Au procès du 13 Novembre, Abdeslam justifie les attentats par l’intervention militaire française contre Daech – Le Parisien

Cette fois, le président avait décidé de procéder à rebours de l’ordre alphabétique. Salah Abdeslam s’est donc levé en dernier pour ce premier tour de parole octroyé ce mercredi 15 septembre matin par la Cour d’assises spéciale de Paris aux 14 accusés qui comparaissent dans le procès des attentats du 13 Novembre. L’occasion pour eux de livrer leur point de vue sur les lourdes charges dont ils font l’objet.

Avant lui, plusieurs de ses coaccusés avaient fait part de leur compassion envers les victimes, de leur condamnation des actes commis, de leur ignorance des projets en cours ou bien même, comme Yassine Atar, plaidé leur innocence. Certains, comme Abdellah Chouaa, Ali Oulkadi ou Farid Kharkhach, n’avaient pu cacher leur émotion. Son voisin et meilleur ami Mohamed Abrini avait fait le service minimum, reconnaissant une participation « infime » aux attentats.

Mais c’est naturellement envers le seul membre des commandos encore en vie, quasi mutique pendant l’instruction, que l’attente était la plus grande. D’une voix incroyablement calme, réfléchie, Salah Abdeslam a alors assumé, revendiqué et même tenté de justifier sa participation à ce carnage qui a fait 130 morts et plus de 800 blessés le soir du 13 novembre 2015 à Saint-Denis (Seine-Saint-Denis) et à Paris.

« On a voulu que la France subisse la même douleur que nous subissons »

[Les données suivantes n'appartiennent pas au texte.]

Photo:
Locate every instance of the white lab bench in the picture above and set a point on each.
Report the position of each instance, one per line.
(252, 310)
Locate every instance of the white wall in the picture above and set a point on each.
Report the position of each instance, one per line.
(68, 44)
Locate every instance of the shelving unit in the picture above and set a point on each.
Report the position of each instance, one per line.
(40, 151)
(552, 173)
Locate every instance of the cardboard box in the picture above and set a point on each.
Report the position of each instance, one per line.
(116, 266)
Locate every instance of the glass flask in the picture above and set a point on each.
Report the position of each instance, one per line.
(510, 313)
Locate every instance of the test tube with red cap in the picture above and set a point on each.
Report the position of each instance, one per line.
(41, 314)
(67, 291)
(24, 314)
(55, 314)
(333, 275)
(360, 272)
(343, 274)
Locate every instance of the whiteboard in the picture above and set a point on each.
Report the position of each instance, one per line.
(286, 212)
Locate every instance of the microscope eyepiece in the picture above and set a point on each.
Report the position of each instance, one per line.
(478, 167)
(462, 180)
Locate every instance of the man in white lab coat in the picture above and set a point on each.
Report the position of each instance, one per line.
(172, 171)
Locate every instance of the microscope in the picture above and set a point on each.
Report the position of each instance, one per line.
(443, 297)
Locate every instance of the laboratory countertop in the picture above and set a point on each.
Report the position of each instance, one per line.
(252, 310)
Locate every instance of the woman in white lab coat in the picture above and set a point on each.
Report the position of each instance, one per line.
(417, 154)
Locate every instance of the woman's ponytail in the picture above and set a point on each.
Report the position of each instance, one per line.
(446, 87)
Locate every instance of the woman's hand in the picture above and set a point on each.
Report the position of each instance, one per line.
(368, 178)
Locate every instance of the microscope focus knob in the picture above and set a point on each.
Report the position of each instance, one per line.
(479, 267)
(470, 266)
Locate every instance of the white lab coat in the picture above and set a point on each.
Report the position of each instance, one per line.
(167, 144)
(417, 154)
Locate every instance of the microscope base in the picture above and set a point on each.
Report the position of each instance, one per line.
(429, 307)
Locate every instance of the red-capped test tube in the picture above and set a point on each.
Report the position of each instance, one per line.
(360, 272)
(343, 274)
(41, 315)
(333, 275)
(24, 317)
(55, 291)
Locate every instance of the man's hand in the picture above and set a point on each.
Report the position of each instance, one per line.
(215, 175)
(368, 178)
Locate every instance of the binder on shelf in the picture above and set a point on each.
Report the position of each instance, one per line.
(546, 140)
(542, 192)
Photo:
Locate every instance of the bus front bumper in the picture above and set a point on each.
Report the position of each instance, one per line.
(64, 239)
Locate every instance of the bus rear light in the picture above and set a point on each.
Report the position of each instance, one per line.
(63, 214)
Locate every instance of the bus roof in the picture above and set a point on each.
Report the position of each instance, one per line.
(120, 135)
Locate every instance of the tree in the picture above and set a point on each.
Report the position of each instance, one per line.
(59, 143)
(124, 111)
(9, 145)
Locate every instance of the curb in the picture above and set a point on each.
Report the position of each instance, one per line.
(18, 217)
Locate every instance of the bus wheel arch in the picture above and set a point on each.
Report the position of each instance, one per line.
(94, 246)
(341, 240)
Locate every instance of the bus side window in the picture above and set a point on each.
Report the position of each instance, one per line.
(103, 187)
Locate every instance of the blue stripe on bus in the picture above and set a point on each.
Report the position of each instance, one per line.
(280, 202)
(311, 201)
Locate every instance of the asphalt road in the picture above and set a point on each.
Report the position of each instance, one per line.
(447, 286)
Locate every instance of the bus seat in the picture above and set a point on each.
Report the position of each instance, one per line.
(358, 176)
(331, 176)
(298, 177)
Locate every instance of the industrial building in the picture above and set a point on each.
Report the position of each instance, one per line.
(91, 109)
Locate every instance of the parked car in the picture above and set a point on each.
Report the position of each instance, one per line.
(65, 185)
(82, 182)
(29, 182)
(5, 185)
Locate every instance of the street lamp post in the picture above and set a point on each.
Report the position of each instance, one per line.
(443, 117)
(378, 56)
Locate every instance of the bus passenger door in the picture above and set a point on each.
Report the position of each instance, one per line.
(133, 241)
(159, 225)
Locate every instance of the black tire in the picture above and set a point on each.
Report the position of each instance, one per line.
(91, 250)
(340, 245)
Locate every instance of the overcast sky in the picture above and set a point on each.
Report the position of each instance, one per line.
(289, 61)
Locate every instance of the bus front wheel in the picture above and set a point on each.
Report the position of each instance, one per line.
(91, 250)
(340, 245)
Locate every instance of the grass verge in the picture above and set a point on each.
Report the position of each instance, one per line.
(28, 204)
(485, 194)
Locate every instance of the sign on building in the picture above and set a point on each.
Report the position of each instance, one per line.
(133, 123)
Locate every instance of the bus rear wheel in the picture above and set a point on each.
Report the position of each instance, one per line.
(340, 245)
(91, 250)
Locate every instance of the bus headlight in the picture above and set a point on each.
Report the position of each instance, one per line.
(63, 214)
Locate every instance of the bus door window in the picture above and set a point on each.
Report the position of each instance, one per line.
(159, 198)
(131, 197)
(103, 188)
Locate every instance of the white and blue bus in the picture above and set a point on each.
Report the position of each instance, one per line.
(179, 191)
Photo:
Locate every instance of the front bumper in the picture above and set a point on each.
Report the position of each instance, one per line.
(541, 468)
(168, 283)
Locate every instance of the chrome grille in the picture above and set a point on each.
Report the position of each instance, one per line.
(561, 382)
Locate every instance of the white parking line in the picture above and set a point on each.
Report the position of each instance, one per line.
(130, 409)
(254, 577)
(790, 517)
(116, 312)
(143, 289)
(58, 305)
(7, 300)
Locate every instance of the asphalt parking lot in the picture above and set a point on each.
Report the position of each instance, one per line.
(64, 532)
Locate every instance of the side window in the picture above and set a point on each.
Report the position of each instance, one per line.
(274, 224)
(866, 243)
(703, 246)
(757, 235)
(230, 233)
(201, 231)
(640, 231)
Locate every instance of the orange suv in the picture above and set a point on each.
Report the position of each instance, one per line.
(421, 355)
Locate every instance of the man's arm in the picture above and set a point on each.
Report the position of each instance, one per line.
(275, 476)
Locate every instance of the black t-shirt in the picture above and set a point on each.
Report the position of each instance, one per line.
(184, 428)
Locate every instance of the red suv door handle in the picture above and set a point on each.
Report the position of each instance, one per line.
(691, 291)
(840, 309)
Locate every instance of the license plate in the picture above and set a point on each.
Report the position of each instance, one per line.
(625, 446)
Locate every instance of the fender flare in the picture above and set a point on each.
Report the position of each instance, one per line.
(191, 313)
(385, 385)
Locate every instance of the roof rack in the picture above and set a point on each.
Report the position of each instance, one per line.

« Bonjour à tous. Par où commencer ? » lance l’accusé, vêtu d’un chandail gris. Le natif de Bruxelles décide de s’appuyer sur les propos tenus la veille par sa compatriote Isabelle Panou, la juge d’instruction belge, qui a longuement témoigné devant la cour. « Elle a parlé de terroriste, de djihadiste et de radical. Mais tous ces termes-là créent de la confusion. Il ne s’agit que l’islam authentique. Et ces radicaux, ce sont des musulmans », développe Salah Abdeslam, dont les premières prises de parole avaient déjà montré qu’il n’avait pas rompu avec son ancrage dans la radicalité.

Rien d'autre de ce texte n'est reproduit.